As an installation artist, Eunsook Lee grafts commemorative narratives of wartime soldiers and victims onto challenging, multisensory, contemporary art forms. Motivated by the tragedies of her own family history—her father left his family in North Korea and later passed away never having had a chance to reunite with them— Lee has sought to engage in the collective and personal sense of wartime trauma. As a reminder of the sorrow of separated families, she has exhibited her public light art in high-profile locations: Vanished Berlin Wall in Berlin, Separated Names at the DMZ in Korea, and Chair of Understanding in Hong Kong. She hopes to see the reunification of separated families not only from North and South Korea but among people displaced by conflicts around the world. In her search for a way to heal her own personal trauma—resulting from her family situation and an injury suffered while creating her art work— Lee suggests artistic healing through overlapping fragments of history. Her artistic tools include polyester film, archived photographs, fluorescent neon threads, acrylic, and black lighting. Lee’s projects require painstaking manual fabrication and the collaboration of many hands, a process in which the artist and participants can meditate and better grasp the meaning of life based on the importance of human connections.
Eunsook Lee is a Korean artist who works internationally. She had presented numerous solo and group exhibitions in Korea, Hong Kong, Canada, USA, Germany, and Swiss. Recognition she has received includes First Place in the 2015 Contemporary Visual Art Competition by the AHL Foundation, the first “Go Unikorea Festival” concert background artwork director, and Innovative Use of Materials at Fiberarts International '97 in Pittsburg, PA. Lee’s education includes a Master of Fine Arts from Hongik University and a BFA in Fine Arts from Ewha Womans University in Korea.

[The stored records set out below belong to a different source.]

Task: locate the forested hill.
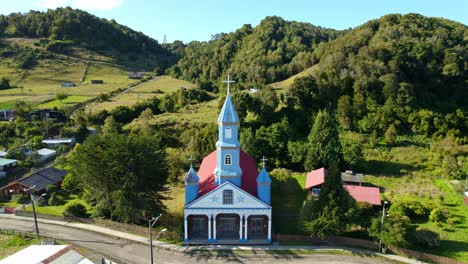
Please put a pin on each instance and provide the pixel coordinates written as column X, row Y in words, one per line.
column 409, row 59
column 272, row 51
column 62, row 28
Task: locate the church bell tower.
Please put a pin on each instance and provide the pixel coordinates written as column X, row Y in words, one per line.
column 228, row 146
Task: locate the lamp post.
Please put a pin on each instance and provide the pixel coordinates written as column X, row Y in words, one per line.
column 381, row 226
column 34, row 207
column 151, row 223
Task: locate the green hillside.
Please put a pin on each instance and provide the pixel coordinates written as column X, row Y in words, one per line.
column 272, row 51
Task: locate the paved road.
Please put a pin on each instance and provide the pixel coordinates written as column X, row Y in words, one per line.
column 125, row 251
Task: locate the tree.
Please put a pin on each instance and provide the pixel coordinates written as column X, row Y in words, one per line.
column 394, row 229
column 122, row 176
column 344, row 112
column 391, row 134
column 61, row 96
column 324, row 144
column 333, row 212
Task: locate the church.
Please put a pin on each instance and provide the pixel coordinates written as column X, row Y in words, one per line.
column 228, row 200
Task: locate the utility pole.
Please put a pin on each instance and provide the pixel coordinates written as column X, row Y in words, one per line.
column 34, row 207
column 151, row 223
column 381, row 226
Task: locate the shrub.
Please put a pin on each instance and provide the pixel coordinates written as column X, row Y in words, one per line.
column 75, row 208
column 51, row 188
column 55, row 199
column 438, row 215
column 20, row 198
column 426, row 238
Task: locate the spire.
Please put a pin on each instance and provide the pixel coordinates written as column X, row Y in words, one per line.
column 263, row 176
column 228, row 112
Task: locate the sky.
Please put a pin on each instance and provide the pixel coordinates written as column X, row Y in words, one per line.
column 189, row 20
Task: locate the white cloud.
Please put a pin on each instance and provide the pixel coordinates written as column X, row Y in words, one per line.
column 83, row 4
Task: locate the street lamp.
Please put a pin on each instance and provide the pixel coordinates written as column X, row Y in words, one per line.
column 381, row 226
column 34, row 207
column 151, row 223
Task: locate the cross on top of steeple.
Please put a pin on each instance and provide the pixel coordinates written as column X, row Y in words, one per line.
column 263, row 160
column 191, row 160
column 228, row 81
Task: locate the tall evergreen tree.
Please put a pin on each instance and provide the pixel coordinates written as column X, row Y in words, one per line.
column 324, row 144
column 332, row 213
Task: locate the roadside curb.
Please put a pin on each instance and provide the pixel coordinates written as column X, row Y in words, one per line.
column 188, row 249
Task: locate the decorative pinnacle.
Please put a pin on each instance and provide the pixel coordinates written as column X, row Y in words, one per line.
column 263, row 161
column 228, row 81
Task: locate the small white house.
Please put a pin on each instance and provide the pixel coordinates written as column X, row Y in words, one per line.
column 53, row 142
column 53, row 254
column 46, row 154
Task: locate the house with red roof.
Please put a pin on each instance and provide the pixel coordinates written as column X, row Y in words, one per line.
column 228, row 200
column 371, row 195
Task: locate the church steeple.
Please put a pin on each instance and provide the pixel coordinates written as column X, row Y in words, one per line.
column 191, row 184
column 228, row 146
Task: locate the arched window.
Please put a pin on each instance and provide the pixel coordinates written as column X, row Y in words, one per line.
column 227, row 159
column 227, row 197
column 227, row 132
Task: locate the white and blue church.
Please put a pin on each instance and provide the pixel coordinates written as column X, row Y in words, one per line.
column 228, row 201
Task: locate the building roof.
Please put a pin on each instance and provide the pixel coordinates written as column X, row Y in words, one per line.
column 315, row 177
column 40, row 179
column 46, row 152
column 191, row 176
column 46, row 254
column 248, row 179
column 228, row 112
column 364, row 194
column 4, row 162
column 263, row 176
column 59, row 141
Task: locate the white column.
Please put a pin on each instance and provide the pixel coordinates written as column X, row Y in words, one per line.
column 269, row 227
column 246, row 225
column 185, row 229
column 209, row 226
column 240, row 226
column 214, row 226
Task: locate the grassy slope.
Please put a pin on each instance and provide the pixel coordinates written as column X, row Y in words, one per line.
column 42, row 82
column 11, row 244
column 159, row 86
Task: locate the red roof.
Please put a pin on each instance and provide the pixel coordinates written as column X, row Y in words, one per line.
column 315, row 177
column 248, row 180
column 359, row 193
column 364, row 194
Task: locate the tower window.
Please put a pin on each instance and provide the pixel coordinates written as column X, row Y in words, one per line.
column 227, row 132
column 227, row 160
column 227, row 197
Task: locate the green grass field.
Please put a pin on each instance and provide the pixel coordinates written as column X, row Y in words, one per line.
column 10, row 244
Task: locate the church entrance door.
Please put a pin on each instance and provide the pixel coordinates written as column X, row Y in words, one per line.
column 198, row 227
column 227, row 226
column 258, row 227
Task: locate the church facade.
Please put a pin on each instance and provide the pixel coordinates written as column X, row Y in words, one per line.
column 228, row 200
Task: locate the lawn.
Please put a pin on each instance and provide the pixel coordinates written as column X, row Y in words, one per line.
column 58, row 209
column 10, row 244
column 69, row 101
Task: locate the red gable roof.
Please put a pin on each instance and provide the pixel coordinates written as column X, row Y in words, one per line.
column 248, row 180
column 315, row 177
column 359, row 193
column 364, row 194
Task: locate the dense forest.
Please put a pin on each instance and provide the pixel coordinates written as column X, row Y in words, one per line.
column 61, row 28
column 270, row 52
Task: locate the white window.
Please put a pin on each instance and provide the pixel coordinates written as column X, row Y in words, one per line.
column 227, row 197
column 227, row 132
column 227, row 159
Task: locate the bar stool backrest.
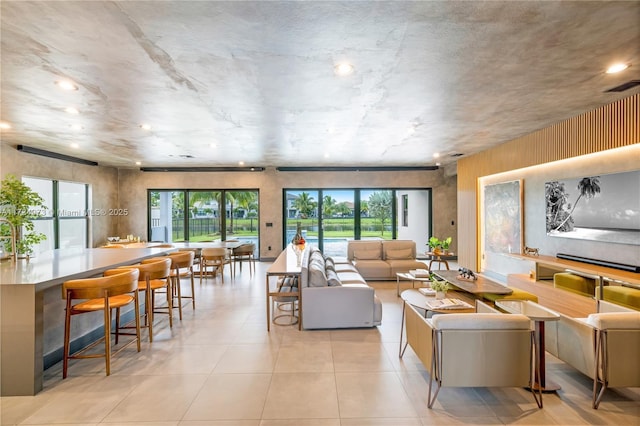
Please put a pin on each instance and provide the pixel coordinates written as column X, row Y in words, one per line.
column 115, row 282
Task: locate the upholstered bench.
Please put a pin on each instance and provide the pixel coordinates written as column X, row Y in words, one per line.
column 574, row 283
column 623, row 296
column 516, row 295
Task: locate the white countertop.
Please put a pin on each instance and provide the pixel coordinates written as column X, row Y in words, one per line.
column 56, row 266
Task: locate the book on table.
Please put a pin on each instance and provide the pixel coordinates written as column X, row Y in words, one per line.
column 427, row 291
column 448, row 304
column 420, row 273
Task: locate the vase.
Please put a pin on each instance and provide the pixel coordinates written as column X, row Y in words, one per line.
column 298, row 239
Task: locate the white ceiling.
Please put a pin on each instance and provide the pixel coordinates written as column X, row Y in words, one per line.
column 224, row 82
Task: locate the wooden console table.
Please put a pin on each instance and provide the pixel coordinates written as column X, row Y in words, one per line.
column 602, row 273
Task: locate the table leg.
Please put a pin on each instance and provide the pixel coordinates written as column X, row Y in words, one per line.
column 402, row 349
column 544, row 385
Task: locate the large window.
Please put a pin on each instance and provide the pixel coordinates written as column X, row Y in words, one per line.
column 331, row 217
column 65, row 221
column 203, row 215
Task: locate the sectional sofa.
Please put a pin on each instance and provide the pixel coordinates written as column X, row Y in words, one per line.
column 335, row 295
column 382, row 259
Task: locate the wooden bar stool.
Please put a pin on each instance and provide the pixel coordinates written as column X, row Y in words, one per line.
column 117, row 289
column 182, row 267
column 244, row 253
column 154, row 275
column 216, row 258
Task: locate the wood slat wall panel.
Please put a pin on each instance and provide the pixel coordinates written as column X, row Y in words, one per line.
column 611, row 126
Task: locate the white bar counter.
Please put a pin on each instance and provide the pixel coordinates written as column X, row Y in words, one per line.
column 22, row 288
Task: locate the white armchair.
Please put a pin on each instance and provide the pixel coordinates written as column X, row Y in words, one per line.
column 604, row 346
column 482, row 350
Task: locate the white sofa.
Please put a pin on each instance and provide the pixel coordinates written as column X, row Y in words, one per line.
column 382, row 259
column 334, row 295
column 604, row 346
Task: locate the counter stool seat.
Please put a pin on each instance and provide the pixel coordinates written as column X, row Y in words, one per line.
column 117, row 289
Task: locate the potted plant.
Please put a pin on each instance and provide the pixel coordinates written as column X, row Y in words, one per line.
column 439, row 286
column 438, row 246
column 19, row 205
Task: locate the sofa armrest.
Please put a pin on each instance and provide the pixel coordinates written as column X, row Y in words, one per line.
column 349, row 305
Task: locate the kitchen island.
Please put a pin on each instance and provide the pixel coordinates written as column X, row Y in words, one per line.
column 29, row 291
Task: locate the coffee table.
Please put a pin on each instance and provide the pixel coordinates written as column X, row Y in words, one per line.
column 409, row 277
column 414, row 298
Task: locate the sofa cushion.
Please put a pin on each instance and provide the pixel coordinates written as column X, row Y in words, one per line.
column 329, row 264
column 615, row 320
column 481, row 322
column 367, row 254
column 399, row 254
column 317, row 275
column 332, row 278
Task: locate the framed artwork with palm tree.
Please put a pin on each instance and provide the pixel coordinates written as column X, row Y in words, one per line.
column 599, row 207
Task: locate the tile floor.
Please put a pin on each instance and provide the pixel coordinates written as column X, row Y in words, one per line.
column 219, row 366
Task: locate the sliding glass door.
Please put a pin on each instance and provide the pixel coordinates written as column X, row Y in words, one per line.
column 203, row 215
column 329, row 218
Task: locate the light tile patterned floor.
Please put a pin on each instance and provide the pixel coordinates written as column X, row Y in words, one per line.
column 220, row 367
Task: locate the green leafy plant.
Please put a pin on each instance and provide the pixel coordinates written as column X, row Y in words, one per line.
column 19, row 205
column 438, row 285
column 437, row 244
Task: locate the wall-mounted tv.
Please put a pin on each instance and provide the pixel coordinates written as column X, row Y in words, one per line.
column 599, row 207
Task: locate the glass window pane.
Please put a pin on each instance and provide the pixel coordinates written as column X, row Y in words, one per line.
column 72, row 199
column 376, row 210
column 167, row 216
column 205, row 215
column 73, row 233
column 302, row 207
column 44, row 226
column 44, row 188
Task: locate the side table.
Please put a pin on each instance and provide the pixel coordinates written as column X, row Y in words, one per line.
column 409, row 277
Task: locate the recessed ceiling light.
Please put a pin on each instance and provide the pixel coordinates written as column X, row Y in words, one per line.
column 343, row 68
column 66, row 85
column 617, row 68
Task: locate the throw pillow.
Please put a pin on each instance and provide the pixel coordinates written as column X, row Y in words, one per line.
column 329, row 264
column 400, row 254
column 317, row 277
column 363, row 254
column 332, row 279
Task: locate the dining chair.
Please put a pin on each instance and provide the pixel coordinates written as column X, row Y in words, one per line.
column 244, row 253
column 154, row 275
column 115, row 290
column 216, row 258
column 182, row 267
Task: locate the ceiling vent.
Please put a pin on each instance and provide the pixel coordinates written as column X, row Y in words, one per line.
column 624, row 86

In April of 1986, I was working with paraffin which overheated and 40% of my body was burned. After graduating from a woman’s university and majoring in embroidery, I had always dreamed of being married, being the best wife and a mother and working on my art. It had only been a year, after giving birth to my two children, that I was finally living the life that I had dreamed of, reconnecting with the artist within me. A year, and my whole body was burned and I was looking at death, face to face. I changed.

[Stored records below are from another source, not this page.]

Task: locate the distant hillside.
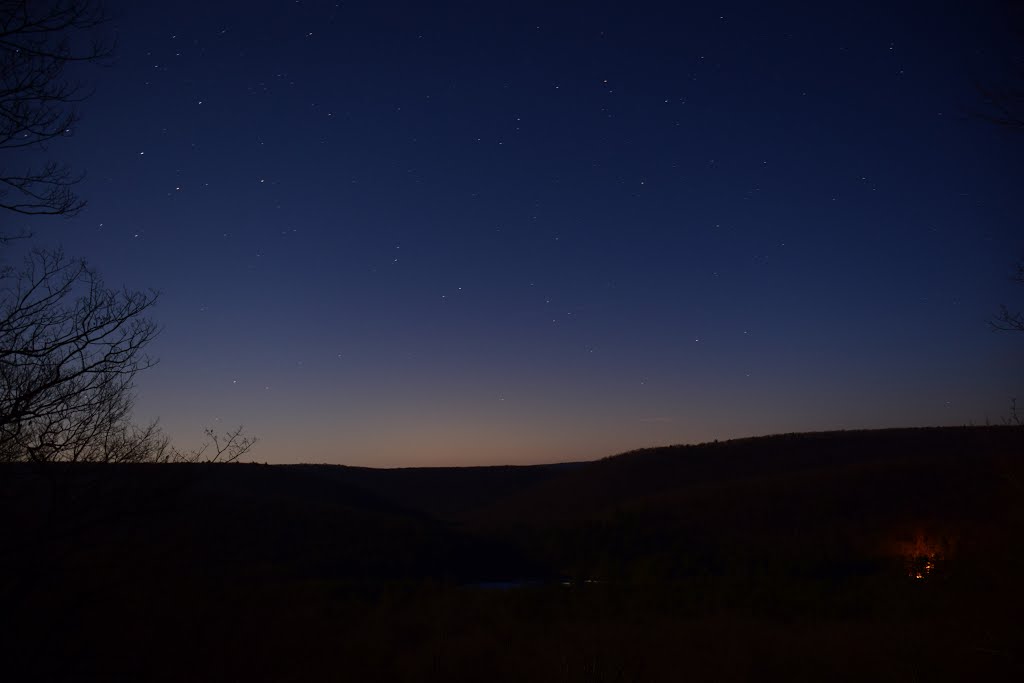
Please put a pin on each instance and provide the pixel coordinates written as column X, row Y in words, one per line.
column 868, row 555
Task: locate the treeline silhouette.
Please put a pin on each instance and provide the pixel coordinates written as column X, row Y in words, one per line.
column 844, row 555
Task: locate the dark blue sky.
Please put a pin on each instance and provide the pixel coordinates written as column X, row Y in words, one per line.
column 458, row 232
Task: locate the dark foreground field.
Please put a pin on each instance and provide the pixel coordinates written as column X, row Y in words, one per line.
column 877, row 555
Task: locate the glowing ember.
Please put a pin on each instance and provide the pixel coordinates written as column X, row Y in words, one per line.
column 923, row 555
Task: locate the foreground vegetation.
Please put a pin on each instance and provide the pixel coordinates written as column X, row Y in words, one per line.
column 890, row 555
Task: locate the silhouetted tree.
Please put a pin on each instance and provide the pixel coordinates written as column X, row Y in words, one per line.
column 70, row 349
column 1007, row 319
column 39, row 39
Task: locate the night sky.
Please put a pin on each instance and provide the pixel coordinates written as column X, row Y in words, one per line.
column 399, row 233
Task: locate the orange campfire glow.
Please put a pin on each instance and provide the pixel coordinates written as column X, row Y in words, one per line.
column 923, row 555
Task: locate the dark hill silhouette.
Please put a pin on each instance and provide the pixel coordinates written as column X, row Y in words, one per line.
column 843, row 555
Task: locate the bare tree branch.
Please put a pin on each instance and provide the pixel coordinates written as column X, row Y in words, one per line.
column 39, row 39
column 70, row 349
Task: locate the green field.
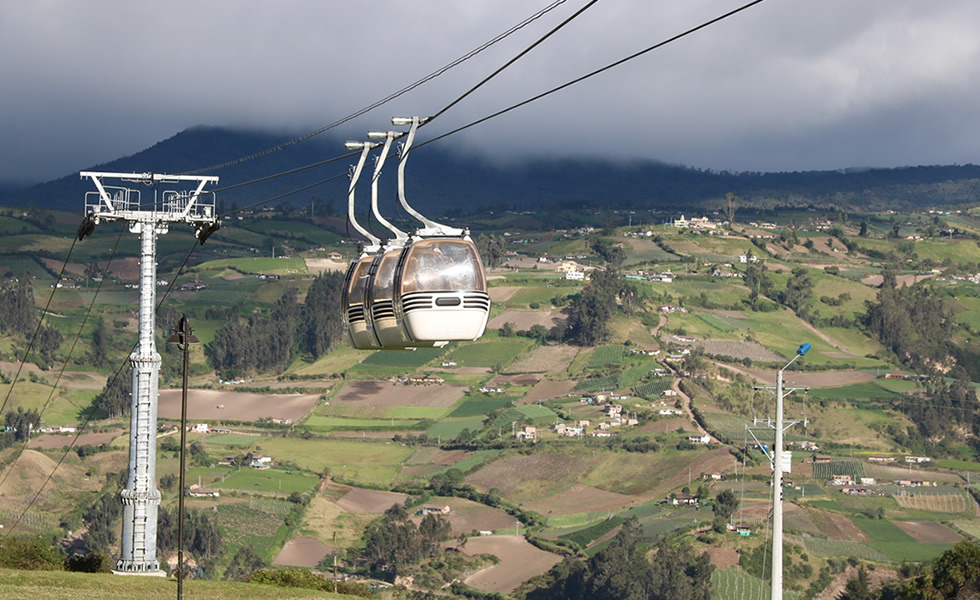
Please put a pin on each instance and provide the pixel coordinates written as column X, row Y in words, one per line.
column 268, row 480
column 499, row 353
column 63, row 585
column 450, row 428
column 606, row 356
column 481, row 405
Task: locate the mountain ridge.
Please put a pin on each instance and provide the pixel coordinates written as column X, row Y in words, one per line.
column 442, row 182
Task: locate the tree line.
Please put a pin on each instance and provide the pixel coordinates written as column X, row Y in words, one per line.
column 265, row 341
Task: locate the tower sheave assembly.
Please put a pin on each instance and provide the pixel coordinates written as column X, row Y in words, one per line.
column 175, row 199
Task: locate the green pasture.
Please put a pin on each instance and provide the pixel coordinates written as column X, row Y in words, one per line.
column 416, row 412
column 843, row 548
column 869, row 390
column 234, row 440
column 970, row 315
column 268, row 481
column 65, row 585
column 540, row 294
column 853, row 468
column 21, row 265
column 497, row 353
column 10, row 226
column 881, row 530
column 635, row 373
column 473, row 461
column 449, row 428
column 957, row 465
column 481, row 405
column 242, row 236
column 911, row 551
column 320, row 423
column 736, row 584
column 243, row 525
column 721, row 323
column 537, row 414
column 367, row 462
column 956, row 251
column 584, row 537
column 645, row 252
column 385, row 362
column 306, row 231
column 654, row 389
column 828, row 285
column 258, row 265
column 610, row 383
column 338, row 361
column 606, row 356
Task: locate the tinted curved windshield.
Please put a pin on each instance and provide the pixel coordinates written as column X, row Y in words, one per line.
column 359, row 281
column 442, row 266
column 384, row 278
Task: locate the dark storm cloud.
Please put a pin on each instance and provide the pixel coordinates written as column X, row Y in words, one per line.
column 786, row 85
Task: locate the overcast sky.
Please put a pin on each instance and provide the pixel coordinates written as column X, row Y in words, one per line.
column 784, row 85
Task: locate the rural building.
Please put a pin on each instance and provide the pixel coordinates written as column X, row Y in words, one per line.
column 197, row 491
column 682, row 500
column 432, row 509
column 529, row 432
column 881, row 458
column 261, row 461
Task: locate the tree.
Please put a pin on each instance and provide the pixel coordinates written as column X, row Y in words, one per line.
column 23, row 423
column 731, row 203
column 491, row 249
column 726, row 503
column 799, row 290
column 323, row 328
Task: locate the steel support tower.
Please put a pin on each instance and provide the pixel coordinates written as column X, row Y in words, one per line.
column 169, row 204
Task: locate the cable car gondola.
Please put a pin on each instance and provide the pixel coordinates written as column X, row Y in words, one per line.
column 354, row 314
column 440, row 288
column 379, row 291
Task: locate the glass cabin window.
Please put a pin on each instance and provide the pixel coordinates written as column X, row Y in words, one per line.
column 442, row 266
column 384, row 278
column 359, row 281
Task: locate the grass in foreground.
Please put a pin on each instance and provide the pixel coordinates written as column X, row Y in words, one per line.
column 60, row 585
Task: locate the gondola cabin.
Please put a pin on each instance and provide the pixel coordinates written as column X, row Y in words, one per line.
column 359, row 333
column 441, row 290
column 381, row 302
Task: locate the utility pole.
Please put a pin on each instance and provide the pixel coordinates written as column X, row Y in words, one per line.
column 183, row 338
column 777, row 481
column 169, row 204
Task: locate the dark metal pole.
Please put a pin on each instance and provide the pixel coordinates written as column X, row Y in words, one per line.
column 185, row 335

Is there an afterlife? Was there a life before this? Why was I here? Are these worlds connected?
My children can continue their life, live and grow even after I die, but my work stops the moment I stop living. This led me to constantly think and worry about my work which is completely dependent on me. The doctors told me that I would not be able to use my right hand. Forever. In those hours of despair, all I could do was pray. Then one day, I met Jesus in my dream and He sent 5 bright rays of light onto my fingers.
I decided not to believe in the doctors and underwent 8 surgeries and 3 years of rehabilitation. Every living moment was agony, but slowly, my fingers started to move. Although still numb, they were moving and the doctors told me it was a miracle. The fact that I was able to move my fingers again was a newly acquired skill. I started to work on projects that constantly kept my fingers working. The first artwork from my new life was called ‘Body and Soul’ (1989) and was my first installation art. In the project, I used UV light, to introduce the many souls I had encountered at the doorsteps of death. I wanted my small existence to be known and came up with a 10 meter installation work, The ‘Waiting Soul’ (1994) followed by ‘Umbilical Cord’ (1994), The ‘Lost Embryo’ (1999), all to express life. Thread is like blood vessels to me.

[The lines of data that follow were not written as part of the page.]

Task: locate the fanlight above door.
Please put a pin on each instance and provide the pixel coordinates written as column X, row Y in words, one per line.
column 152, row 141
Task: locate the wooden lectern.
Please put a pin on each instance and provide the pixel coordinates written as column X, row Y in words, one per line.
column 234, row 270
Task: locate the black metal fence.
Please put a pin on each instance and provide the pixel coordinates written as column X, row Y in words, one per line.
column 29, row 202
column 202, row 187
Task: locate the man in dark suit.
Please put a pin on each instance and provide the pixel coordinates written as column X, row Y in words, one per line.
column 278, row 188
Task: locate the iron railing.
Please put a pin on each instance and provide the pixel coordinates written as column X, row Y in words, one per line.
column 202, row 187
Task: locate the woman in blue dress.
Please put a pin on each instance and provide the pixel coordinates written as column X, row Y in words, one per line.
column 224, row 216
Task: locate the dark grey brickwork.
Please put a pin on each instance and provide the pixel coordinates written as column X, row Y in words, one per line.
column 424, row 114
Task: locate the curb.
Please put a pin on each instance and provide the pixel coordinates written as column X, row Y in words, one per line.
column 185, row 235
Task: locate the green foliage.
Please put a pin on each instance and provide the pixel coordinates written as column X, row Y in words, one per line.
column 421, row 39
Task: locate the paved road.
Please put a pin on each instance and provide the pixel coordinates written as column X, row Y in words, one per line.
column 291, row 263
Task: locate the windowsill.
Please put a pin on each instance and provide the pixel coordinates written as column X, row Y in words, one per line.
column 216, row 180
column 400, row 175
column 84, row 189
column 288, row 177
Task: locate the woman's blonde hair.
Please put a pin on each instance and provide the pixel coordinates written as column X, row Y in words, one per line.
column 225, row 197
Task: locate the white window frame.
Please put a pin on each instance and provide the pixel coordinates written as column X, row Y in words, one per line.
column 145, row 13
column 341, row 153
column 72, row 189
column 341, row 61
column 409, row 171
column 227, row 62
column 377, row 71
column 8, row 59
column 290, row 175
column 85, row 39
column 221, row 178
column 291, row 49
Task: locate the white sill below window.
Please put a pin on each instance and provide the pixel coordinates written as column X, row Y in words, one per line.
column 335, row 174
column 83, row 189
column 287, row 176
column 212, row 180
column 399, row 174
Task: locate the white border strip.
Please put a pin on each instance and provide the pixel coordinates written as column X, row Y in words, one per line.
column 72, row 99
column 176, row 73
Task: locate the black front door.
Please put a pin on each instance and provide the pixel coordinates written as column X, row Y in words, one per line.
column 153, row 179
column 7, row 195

Untangling of the thread on a reel and dream-like images seen under the darkened UV light speak of my life. Amongst critics who ridiculed my works as a rendezvous of plastic pieces and fluorescence underneath a disco light, I persisted my storytelling. In 2010, my father passed away without ever having heard of his children in the north. In my next exhibition, I made an installation at DMZ that included all the vowels and consonants of the names of separated families, to appease my father’s wounded soul. I started looking deeper within. Hurt from the loved ones doesn’t always start with something as grandiose as war. It can start with a simple misunderstanding, but the pain is as real and as damaging, if not more. Although close in proximity, there are many families who are cut off from one another. To me, Yarn is the thread
that connects what has been separated, for a more hopeful tomorrow. I sincerely desire that my work with yarn may send a message of comfort, of understanding, and of peace.